Maddy chuckled and shook her head. She could absolutely picture Maisie getting sent to the principal’s office for sharing an inappropriate animal fact, like how sea cucumbers breathe through their butts—a fact Maddy had learned earlier today—and then claiming plausible deniability.
They wordlessly turned and began walking past the Giant Kelp Forest to continue down the tank-lined corridor. A school of something silver darted past them along the length of the tank to their right.
“Is Maisie’s dad in the picture?” The last thing she wanted was to put the topic of dads on the table, but the question had been sitting in Maddy’s mind since Maisie’s tour yesterday.
“No.” Aspen continued her leisurely pace.
“He was a fling in Cabo when Chloe was twenty. Some rich, older guy on vacation, who, it turned out, had a fiancée he left at home.

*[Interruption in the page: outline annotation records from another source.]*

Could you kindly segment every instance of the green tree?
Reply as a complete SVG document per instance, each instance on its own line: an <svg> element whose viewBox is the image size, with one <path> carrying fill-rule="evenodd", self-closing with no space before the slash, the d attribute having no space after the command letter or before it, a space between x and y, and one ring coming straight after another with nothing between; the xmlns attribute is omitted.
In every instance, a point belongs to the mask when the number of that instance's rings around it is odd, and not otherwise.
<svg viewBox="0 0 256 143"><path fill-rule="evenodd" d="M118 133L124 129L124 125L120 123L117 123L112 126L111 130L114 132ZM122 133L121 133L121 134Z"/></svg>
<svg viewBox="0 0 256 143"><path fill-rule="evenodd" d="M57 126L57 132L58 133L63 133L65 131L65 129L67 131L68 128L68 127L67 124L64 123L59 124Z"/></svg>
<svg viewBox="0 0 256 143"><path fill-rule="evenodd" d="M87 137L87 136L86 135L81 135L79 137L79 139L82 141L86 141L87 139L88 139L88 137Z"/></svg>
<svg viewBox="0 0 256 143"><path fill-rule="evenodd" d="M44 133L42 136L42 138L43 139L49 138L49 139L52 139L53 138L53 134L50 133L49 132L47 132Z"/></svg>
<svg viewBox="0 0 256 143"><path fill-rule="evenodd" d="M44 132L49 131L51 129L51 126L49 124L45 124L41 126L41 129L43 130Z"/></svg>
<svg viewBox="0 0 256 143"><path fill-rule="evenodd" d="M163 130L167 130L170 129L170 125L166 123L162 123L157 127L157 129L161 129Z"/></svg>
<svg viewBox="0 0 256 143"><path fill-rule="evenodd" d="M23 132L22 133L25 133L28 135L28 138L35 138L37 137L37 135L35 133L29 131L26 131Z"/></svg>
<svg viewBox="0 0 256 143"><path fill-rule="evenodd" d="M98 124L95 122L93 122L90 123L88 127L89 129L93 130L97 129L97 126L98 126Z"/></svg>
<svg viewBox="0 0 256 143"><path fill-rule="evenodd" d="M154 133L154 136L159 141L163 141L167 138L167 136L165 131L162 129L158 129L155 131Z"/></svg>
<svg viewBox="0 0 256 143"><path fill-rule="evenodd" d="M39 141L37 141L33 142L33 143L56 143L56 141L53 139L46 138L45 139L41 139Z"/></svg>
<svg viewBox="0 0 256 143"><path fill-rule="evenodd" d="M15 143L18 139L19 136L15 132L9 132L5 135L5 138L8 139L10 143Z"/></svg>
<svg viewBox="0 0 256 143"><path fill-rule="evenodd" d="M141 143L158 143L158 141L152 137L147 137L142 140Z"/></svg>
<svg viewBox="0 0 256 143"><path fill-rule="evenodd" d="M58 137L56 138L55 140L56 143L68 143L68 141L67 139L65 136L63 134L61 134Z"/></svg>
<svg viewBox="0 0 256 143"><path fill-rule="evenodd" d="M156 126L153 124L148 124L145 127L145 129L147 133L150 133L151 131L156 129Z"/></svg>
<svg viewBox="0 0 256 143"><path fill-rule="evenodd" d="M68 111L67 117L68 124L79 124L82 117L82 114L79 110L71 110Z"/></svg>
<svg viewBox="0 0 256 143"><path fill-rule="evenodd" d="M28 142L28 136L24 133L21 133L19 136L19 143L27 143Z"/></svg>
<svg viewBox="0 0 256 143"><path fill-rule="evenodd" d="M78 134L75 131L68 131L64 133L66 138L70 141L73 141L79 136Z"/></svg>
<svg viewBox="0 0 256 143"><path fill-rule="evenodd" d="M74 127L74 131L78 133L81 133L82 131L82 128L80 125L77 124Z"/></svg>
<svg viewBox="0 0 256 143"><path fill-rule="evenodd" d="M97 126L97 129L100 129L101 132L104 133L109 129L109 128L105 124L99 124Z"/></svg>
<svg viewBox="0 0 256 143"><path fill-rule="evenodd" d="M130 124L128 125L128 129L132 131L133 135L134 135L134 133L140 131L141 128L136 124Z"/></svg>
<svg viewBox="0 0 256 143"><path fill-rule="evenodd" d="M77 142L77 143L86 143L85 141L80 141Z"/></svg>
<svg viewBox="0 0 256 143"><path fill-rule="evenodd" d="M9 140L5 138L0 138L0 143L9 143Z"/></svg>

Chloe only learned about her when she called him to tell him she was pregnant with his kid. He pays her a sizable amount of money in child support every month to keep his name out of it and never contact him again.”
Maddy’s steps slowed as she processed everything. She wasn’t even sure if she was processing the information itself or the fact that Aspen was openly sharing something so personal. “Were you living together at the time? You and Chloe?”